Aggarwal responded that “when we analyze their voice, people began to feel less safe.”

“If we use their data to say, looks like you didn’t sleep very well last night based on their phone, they will start feeling less safe; they would say, ‘Oh, somebody’s tracking me.’ So we took all that cool AI out and gave them what they needed to be able to feel this was private, this was safe.”

Voice recognition programs may be added in the future, however, when it can be done in what the app owners consider is a “clinically safe way.”

Wysa has worked to create an app that is “truly equitable, so that a person in Sub Saharan Africa could access it as much as someone working at Goldman Sachs,” Aggarwal said. For some languages, such as French and German, there is a “for-profit track” to use the app; for others, like Hindi, there is a “non-profit track.”

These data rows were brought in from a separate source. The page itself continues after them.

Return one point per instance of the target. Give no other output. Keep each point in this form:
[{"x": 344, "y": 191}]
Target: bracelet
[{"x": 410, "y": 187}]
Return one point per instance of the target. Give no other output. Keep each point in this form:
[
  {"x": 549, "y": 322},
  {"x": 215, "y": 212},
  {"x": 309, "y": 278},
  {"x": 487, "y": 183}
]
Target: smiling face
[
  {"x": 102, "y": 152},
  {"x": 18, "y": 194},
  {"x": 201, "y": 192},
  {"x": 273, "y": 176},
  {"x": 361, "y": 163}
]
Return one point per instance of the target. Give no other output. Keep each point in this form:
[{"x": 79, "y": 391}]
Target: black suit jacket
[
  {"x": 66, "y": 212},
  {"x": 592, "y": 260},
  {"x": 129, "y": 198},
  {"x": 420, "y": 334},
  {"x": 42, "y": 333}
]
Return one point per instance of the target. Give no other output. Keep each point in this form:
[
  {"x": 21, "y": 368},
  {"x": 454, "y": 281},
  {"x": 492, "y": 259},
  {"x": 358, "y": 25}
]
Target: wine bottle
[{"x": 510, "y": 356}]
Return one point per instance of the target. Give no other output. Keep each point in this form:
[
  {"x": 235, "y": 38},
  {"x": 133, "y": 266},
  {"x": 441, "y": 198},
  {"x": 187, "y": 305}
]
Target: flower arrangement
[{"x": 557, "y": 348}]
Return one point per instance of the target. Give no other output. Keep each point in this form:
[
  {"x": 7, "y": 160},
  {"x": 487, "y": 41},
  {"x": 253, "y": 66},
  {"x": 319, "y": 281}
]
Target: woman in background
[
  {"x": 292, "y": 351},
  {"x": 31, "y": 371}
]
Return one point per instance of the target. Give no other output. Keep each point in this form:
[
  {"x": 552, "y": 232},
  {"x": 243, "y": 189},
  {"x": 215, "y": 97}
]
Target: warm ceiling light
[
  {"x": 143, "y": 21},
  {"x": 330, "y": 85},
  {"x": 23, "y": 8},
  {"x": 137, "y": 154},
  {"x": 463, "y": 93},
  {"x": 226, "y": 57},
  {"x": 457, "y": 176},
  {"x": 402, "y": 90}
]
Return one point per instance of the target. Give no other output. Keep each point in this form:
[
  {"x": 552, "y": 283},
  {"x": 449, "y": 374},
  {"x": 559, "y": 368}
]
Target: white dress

Aggarwal explained that she herself had suffered from depression, and that was her inspiration was to create an app that could help others.

“I wanted something that would guide me through how to restructure the negative thoughts, all the evidence-based techniques that I could feel supported,” she said. “So when you think about AI, don’t think about it as another entity, think about it as your own resource to work through things in your own head.”